Frozen Yalu River in Dandong. File Photo: VCG
An official media report on nuclear knowledge on Wednesday sparked public concern about war risks in the Korean Peninsula amid rising tensions after Pyongyang's latest missile test in November.
"It is almost impossible for China to be dragged into conflicts in the very first phase of the war,”the Global Times assured the public in an editorial on Wednesday, saying that there is no need to panic.
Jilin Daily, an official newspaper in Northeast China's Jilin Province which borders North Korea, on Wednesday published a report elaborating on nuclear weapons and countermeasures after a nuclear attack.
The article on national defense education soon sparked fears of a possible nuclear war in the peninsula.

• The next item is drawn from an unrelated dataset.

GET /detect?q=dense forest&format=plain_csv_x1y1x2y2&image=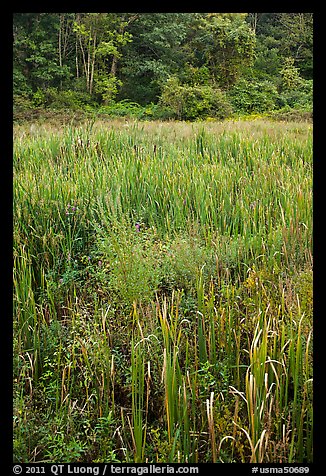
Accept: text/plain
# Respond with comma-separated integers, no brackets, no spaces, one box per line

13,13,313,120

China at least is in a better security situation than South Korea, the editorial said.
Calling for unity and solidarity, it said,“China is firmly opposed to any military conflict in the Korean Peninsula, but we should always be on the alert and prepared to go to all lengths.”
On Tuesday, Jeffrey Feltman, the UN political affairs chief, arrived in Pyongyang for a five-day visit to North Korea, making him the highest-ranking UN official to visit the country in more than six years, Reuters reported.
In response to Feltman's visit, Chinese Foreign Ministry spokesperson Geng Shuang said Tuesday that China is pleased to see the UN playing a constructive role in properly handling the Korean Peninsula nuclear issue.
Chinese Vice Foreign Minister Li Baodong met with Feltman when he visited China, where the two sides exchanged views on UN affairs and other issues of common interest, Geng said.
China's Foreign Ministry said Wednesday that South Korean President Moon Jae-in is scheduled to visit China from December 13 to 16 at the invitation of Chinese President Xi Jinping. Moon will also attend a bilateral summit during his visit.